With shape-shifting bounty hunters on their trail, as usual, the Crites are heading to the town of Livingston, Iowa in search of a hybrid creature that was created through an interspecies hook-up during one of the Crites' previous trips to Earth. This mission puts them on a collision course with Livingston local Veronica Stewart (Kirsten Robek) and her teenage son Christopher (Joey Morgan of Scouts Guide to the Zombie Apocalypse).


A New Binge is going to be off-putting to a lot of viewers right from the start with its organized, talkative Crites, and those who can go along with it will face another challenge when they realize where the story is going. Its destination becomes obvious in an early episode, even though I was really hoping it wouldn't go there. This is not something I would have ever guessed would be added into Critters lore, and isn't something I wanted to see. But this web series felt the need to show it to me.

The Critters movies always had a goofy sense of humor, and the humorous element is enhanced in a major way in this revival. This is the most irreverent and silly installment yet, purely a cartoonish comedy. It's hard to reconcile the events of this story with the Crite stories we've seen before, but those events do fit within the unique tone that this one has. This is the type of show that will toss a random parody of The Matrix into the middle of an action scene, twenty years too late, or put a type of Crite we've never seen before into the climactic sequence just for one dopey sight gag. To enjoy A New Binge, fans will have to meet it on its own terms. Although the show relies on viewers having a familiarity with Crites, it's not out to give them something like what they've seen before. This is the concept with a large amount of extra absurdity added to it.


I had a bit of trouble handling this level of absurdity. I was amused by some of it, while also cringing and shaking my head at some of it, wishing throughout that Rubin hadn't taken this approach to the material. There is some fun to be had with A New Binge, though, and I was especially happy to see Gilbert Gottfried and Thomas Lennon (who recently fought a different type of tiny terror in Puppet Master: The Littlest Reich) in the cast. Critters: A New Binge may not have been the franchise revival I wanted it to be, but I am grateful that it gave me the chance to see Gottfried (as Christopher's Viagra-obsessed uncle) and Lennon (as a high school principal) share the screen with Crites.


And even though A New Binge takes the franchise in a direction I didn't want it to go in, it still comes off as a very innocuous piece of entertainment. It's tough to take it seriously in any way; it's not likely there's going to be a follow-up that will continue delving into the story Rubin and Kaplan introduced here. In fact, Syfy has already produced their own Critters movie that will surely be as separate from A New Binge as A New Binge is from Critters 3 and 4. If this were the only new entry in the franchise we were getting, if there wasn't something different following close on its heels and I thought the series might continue down this path, I would not be happy.
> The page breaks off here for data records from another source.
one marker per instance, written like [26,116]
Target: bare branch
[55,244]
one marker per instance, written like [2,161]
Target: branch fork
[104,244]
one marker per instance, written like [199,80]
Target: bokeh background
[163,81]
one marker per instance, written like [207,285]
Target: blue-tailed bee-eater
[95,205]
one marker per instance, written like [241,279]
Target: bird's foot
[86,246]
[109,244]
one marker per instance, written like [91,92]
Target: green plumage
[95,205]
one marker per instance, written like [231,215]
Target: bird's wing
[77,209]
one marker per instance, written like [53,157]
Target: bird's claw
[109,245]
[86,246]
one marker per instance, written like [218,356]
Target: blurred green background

But that's not the scenario we're in, so this is just a goofy little side story that's good for some laughs.

A New Binge was produced for Verizon's now defunct mobile video service go90, so it's a low budget production that was intended to be watched on smart phones. The eight episodes are quite short, and if you chopped the intro and credits off most of the episodes you'd end up with a feature film that would probably run just under 70 minutes. So it doesn't demand much of your time. If you're a fan of the Crites, it's worth watching, and there will be fans who will love what Rubin did here.

The web series is available for viewing on the Shudder streaming service, and I'm glad they decided to give A New Binge a new home after go90 shut down.

And yes, rest assured that a Crite who had previously visited Earth in the '80s does have the opportunity to catch up with the modern world by checking out some internet porn.